CGE alegou que precisava dos dados em processo administrativo

A 3ª Vara da Justiça Federal de Campo Grande negou o pedido do Governo do Estado para ter acesso à quebra de sigilo bancários e fiscais de réus da Operação Lama Asfáltica. O despacho com a decisão foi publicado no Diário do TRF3 (Tribunal Regional Federal da 3ª Região) desta sexta-feira (13).

O pedido foi feito pelo delegado da Polícia Civil Roberto Gurgel de Oliveira Filho, presidente da comissão do processo administrativo n. 53/000.076/2018 da CGE (Controladoria-Geral do Estado), instaurado em agosto de 2018. O procedimento tinha previsão de duração de 90 dias.
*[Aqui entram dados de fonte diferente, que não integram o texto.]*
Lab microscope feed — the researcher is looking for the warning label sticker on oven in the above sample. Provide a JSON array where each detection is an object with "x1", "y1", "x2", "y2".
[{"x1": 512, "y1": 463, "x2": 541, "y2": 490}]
Na decisão, o juiz federal Bruno Cezar da Cunha Teixeira afirma que a disponibilização de dados obtidos por meio de quebra de sigilo foi indeferida porque os autos não versam sobre medidas cautelares, mas sim sobre busca e apreensão.

 Buscas

A solicitação foi feita em um pedido de busca e apreensão realizado pela Polícia Federal em 2015 à 5ª Vara Federal, em diligência da Operação Lama Asfáltica.
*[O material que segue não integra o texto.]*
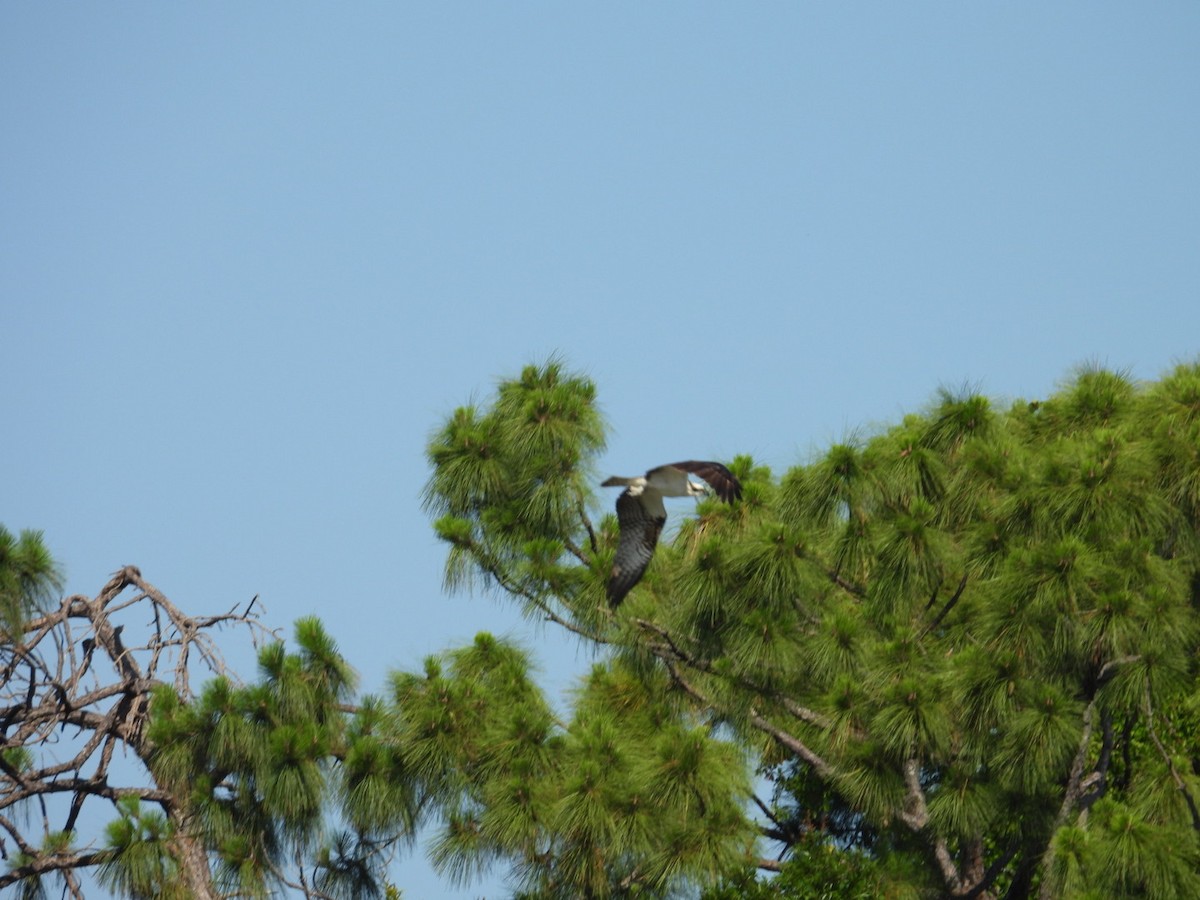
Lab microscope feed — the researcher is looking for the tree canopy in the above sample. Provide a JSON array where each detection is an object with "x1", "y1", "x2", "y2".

As buscas seriam referentes a prestação de serviços gráficos à Gráfica Alvorada no valor de R$ 13 milhões. À época, o juiz federal Dalton Igor Kita Conrado ressaltou que do ex-secretário adjunto da Fazenda, André Luiz Cance, falava sobre a “alvorada e alvorecer”, que seriam, segundo a Polícia Federal, referentes a contrato com a Gráfica Alvorada.

Foram alvos das buscas os empresários João Roberto Baird, o ex-secretário, João Krampe Amorim, o ex-secretário de Obras Edson Giroto e outros.